Le dérisoire dans Juste la fin du monde

Le lapsus de Suzanne disant « ici-bas » pour « ici » appartient a priori à la même catégorie que les confusions de la Mère dans Nous les héros. Elle le corrige pourtant et met, par là,  l’accent sur lui : « non, pas « ici-bas », ne te moque pas de moi ». Et cette insistance même renvoie à l’étrangeté de la situation. L’ici-bas n’est-il pas le domaine des vivants ? Et l’au-delà le lieu où Louis s’adresse à nous ? Louis, de retour parmi les siens, est un revenant. Louis est pour nous un mort qui a évoqué les vivants (ibid.). Il est, comme Lagarce lui-même se définit dans son Journal, « un mort parmi les vivants ». Dans cette perspective le lapsus met en abyme le quiproquo global sur lequel se fonde la pièce, quiproquo tragique a priori, mais qui place tous les échanges familiaux, et notamment les disputes sous le signe du dérisoire. Et l’on peut entendre ici ce dérisoire comme forme métaphysique du risible. C’est ainsi notamment que l’ironie que partagent volontiers les membres de la fratrie trouve une étrange caisse de résonance dans l’ironie tragique que la double énonciation exploite dans leur ignorance de la situation réelle.
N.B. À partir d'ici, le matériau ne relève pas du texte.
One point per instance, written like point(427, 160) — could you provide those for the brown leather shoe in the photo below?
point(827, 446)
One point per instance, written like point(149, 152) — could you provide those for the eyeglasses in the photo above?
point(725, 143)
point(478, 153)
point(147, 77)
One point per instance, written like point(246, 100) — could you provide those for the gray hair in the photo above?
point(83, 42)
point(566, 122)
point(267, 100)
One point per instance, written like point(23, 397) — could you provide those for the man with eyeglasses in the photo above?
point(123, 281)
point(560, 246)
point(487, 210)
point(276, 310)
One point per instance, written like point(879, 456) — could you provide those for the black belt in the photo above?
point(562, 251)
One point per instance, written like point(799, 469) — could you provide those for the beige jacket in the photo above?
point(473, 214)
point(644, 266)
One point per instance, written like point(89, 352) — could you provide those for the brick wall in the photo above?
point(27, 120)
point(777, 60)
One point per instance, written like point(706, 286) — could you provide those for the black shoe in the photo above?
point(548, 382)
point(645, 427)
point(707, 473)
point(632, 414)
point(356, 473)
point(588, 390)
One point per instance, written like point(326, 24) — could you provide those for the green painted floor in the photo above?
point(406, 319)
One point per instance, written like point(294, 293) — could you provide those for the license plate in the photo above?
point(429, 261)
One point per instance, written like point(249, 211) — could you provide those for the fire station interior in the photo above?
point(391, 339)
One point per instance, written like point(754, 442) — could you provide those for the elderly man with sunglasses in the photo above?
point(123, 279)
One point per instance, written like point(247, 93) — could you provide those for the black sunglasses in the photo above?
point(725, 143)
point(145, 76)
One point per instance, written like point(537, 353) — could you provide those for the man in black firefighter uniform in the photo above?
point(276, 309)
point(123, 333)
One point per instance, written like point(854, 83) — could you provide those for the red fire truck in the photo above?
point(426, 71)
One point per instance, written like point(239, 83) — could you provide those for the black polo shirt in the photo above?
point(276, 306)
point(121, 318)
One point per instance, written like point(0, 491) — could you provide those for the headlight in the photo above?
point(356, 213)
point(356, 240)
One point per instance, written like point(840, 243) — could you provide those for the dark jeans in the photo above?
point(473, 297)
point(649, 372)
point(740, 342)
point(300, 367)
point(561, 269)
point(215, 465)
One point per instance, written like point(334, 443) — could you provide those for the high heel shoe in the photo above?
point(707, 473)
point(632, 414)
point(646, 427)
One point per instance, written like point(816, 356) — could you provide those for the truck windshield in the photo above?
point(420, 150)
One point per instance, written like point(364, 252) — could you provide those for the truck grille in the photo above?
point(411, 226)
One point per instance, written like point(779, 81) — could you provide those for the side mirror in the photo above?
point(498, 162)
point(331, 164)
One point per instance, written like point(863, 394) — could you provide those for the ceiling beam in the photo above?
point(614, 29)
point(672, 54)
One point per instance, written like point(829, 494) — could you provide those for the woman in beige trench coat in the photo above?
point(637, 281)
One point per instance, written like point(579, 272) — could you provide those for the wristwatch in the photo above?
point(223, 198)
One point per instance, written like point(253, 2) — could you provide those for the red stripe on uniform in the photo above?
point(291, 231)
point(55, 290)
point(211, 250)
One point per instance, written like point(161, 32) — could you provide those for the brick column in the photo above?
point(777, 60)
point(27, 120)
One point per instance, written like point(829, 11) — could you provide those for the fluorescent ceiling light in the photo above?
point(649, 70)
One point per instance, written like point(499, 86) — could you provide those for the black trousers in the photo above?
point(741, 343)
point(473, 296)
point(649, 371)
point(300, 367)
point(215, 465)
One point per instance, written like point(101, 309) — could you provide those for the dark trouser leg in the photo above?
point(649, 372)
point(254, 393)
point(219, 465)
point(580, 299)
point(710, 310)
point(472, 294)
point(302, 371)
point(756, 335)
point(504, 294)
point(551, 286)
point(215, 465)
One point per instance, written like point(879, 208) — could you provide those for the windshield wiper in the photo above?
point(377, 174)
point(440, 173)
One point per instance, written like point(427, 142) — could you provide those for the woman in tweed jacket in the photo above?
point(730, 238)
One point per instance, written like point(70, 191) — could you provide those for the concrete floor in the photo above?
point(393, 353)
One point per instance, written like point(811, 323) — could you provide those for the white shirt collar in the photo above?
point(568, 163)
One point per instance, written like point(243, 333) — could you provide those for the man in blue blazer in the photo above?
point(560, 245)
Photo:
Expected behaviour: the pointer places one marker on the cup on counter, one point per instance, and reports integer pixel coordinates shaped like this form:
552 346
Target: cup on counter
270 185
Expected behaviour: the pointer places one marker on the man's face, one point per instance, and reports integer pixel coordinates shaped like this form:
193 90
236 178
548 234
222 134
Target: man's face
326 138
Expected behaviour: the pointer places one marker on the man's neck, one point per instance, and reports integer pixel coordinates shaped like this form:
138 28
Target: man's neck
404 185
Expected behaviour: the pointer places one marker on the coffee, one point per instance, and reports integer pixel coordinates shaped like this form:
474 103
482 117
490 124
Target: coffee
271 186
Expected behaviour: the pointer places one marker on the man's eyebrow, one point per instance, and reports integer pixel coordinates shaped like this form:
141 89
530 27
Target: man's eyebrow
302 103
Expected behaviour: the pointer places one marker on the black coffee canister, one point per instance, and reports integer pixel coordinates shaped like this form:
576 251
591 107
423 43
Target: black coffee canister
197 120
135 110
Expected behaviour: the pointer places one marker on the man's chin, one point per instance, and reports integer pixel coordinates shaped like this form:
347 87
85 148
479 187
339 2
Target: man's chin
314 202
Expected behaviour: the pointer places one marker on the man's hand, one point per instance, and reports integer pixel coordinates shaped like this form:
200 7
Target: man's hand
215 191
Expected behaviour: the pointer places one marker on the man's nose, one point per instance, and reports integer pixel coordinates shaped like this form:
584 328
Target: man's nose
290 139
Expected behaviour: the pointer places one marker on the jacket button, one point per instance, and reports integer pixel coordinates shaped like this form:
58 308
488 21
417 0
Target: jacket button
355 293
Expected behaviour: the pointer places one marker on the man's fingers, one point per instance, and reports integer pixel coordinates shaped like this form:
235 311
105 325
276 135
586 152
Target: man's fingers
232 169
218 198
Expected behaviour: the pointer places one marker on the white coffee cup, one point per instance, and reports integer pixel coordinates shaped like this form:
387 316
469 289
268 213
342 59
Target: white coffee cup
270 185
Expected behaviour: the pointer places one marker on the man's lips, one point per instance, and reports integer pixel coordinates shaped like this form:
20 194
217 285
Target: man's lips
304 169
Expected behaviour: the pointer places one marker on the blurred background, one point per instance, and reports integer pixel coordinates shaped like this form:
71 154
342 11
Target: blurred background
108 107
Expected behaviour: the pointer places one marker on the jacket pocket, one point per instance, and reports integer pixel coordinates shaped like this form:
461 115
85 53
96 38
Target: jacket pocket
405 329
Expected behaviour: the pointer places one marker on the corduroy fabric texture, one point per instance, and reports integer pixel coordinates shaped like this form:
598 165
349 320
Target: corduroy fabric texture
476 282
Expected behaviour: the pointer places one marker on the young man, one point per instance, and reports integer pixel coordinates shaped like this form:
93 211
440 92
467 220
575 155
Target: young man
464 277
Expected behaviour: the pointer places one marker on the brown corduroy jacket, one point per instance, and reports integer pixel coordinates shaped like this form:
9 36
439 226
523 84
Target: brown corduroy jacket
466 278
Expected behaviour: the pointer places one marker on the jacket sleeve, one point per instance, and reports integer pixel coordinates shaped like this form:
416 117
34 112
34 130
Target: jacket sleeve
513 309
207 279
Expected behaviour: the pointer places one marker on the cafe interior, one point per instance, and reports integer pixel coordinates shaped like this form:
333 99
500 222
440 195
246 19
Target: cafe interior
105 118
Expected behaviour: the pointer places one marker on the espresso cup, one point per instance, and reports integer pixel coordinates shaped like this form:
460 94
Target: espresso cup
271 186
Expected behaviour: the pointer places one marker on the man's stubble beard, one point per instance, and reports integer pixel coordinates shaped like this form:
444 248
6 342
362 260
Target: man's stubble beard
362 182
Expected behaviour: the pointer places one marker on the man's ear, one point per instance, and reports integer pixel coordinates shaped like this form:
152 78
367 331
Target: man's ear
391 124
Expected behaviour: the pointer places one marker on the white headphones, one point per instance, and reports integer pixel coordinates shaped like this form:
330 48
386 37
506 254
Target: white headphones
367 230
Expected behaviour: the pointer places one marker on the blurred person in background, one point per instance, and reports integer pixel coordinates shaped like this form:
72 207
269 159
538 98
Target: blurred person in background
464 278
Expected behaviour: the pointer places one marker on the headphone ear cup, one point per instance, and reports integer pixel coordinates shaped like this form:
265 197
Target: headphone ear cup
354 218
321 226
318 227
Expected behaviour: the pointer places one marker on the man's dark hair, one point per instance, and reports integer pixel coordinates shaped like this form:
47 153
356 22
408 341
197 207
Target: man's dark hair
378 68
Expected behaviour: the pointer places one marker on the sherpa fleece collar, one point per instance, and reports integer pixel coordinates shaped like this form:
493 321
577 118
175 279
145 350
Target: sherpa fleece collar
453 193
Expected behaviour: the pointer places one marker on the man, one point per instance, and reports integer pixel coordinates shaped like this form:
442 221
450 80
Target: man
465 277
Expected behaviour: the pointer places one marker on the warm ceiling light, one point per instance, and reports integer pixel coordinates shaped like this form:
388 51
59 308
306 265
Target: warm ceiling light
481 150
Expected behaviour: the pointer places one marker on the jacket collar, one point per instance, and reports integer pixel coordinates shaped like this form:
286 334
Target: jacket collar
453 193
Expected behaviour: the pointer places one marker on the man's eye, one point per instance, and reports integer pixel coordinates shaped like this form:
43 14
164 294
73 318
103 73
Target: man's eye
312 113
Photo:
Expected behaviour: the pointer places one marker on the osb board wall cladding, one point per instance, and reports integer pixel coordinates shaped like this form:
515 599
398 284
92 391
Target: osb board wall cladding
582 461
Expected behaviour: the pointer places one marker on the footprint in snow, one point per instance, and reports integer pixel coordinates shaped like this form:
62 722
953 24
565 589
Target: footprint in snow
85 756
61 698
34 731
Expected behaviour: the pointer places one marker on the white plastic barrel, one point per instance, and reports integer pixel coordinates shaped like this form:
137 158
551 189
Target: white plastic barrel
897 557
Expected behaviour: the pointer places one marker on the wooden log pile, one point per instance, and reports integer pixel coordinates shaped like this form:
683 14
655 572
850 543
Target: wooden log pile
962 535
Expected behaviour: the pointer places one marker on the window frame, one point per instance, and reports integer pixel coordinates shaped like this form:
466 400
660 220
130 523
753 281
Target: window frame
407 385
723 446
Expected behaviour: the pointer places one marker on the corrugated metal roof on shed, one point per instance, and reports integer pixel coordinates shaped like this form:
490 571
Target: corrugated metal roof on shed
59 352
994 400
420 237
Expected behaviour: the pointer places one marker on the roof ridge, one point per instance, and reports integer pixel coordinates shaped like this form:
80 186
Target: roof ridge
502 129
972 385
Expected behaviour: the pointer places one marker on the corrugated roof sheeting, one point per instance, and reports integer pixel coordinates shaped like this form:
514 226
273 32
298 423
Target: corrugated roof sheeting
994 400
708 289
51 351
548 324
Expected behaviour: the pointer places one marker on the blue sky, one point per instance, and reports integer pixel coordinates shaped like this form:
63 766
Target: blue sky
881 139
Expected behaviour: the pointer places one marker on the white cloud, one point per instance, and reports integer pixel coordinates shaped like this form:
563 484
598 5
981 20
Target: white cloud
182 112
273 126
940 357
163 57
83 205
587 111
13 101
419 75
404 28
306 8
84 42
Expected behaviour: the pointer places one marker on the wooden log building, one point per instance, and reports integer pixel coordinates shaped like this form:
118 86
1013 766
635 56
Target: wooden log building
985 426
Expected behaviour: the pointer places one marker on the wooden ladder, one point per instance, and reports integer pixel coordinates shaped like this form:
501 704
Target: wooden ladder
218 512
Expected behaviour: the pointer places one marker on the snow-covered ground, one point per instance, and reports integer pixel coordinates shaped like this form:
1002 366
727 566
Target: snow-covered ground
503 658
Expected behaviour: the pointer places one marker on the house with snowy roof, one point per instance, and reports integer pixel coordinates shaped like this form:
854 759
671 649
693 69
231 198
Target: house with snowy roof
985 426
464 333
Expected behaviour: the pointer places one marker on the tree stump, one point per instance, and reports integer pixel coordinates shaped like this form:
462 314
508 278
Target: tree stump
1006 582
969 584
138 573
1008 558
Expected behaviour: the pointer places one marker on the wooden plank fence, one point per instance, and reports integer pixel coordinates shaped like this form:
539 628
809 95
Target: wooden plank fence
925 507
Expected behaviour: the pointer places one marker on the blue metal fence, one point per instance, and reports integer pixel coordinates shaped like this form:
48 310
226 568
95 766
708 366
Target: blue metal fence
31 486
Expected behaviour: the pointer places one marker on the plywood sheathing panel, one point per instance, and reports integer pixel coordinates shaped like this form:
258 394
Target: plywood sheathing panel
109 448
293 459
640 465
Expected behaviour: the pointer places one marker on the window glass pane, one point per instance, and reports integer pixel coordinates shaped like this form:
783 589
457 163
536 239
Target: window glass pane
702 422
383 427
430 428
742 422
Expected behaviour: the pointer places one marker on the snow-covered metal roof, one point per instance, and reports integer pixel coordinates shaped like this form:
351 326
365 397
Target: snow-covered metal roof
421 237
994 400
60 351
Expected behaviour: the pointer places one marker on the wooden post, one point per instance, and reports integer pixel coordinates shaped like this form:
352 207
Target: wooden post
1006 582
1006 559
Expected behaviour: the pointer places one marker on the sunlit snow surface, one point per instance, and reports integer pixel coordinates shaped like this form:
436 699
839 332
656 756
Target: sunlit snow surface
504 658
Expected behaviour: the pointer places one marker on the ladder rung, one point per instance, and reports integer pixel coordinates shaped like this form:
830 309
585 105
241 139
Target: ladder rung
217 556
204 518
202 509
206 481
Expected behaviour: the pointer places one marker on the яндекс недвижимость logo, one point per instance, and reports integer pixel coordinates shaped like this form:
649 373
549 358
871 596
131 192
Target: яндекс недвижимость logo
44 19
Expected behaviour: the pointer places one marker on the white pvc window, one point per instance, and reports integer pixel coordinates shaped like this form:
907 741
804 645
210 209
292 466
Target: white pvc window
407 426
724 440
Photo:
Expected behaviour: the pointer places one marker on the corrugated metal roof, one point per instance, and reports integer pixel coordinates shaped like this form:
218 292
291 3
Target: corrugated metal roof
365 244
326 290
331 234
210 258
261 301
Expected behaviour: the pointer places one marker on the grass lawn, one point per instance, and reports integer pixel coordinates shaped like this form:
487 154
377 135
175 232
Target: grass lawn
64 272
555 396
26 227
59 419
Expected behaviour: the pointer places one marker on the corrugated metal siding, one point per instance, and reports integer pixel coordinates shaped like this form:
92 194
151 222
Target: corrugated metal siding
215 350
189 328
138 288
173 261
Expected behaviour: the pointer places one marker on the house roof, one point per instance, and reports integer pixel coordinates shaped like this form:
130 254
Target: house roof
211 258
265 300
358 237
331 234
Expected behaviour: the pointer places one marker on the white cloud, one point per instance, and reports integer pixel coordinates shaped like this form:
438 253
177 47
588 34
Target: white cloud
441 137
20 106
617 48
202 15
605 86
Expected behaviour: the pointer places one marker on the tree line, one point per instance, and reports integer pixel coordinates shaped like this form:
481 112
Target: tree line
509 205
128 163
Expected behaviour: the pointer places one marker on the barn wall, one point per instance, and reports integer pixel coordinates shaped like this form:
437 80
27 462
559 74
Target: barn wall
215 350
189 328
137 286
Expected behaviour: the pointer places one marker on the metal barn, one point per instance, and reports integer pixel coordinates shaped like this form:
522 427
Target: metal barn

D’un côté des petites finesses complices : « il est passionné, c’est un homme passionné par cette description de notre progéniture, (p.15) ; « Nous nous entendons. – C’est l’amour. » (p.56).

De l’autre une incompréhension totale, donnée à savourer au spectateur : « Je n’ai rien à dire ou à ne pas dire, je ne vois pas », assure Louis (p.34) et plus tard Antoine assure « tu regrettes d’avoir fait ce voyage-là, / tu ne regrettes pas, tu ne sais pas pourquoi tu es venu, tu n’en connais pas la raison » (p. 51). Entre les deux l’ironie de la situation : « Ils reviendront. Ils reviennent toujours. / je suis contente, je ne l’ai pas dit, je suis contente que nous soyons tous réunis./ où est-ce que tu vas ? / Louis ! Catherine reste seule. » (42).

À la jointure des deux, un bon mot que la situation rend atroce, le commentaire d’Antoine sur ses rapports passés avec son frère : « jouir du spectacle apaisant enfin de ta jeunesse légèrement prolongée (72).

L’humour chez Lagarce n’est pas le véhicule d’un divertissement qu’il récuse. Pas davantage celui d’une satire, sauf quand le sujet l’appelle, comme Les Prétendants. Il est l’instrument léger et souple d’une philosophie qui pourrait pasticher celle de Figaro et assurer : « Je me dépêche de sourire de tout de crainte d’avoir à en pleurer ».  Et d’affiner, par cette question encore : « Au nom de quel mandat, de quelle force, prétendre à l’insouciance, et rire encore et oser sourire encore sans nier la réflexion la plus secrète, la plus obscure, la construction d’un questionnement et son absence de réponse ? » (Du luxe et de l’impuissance, p.38).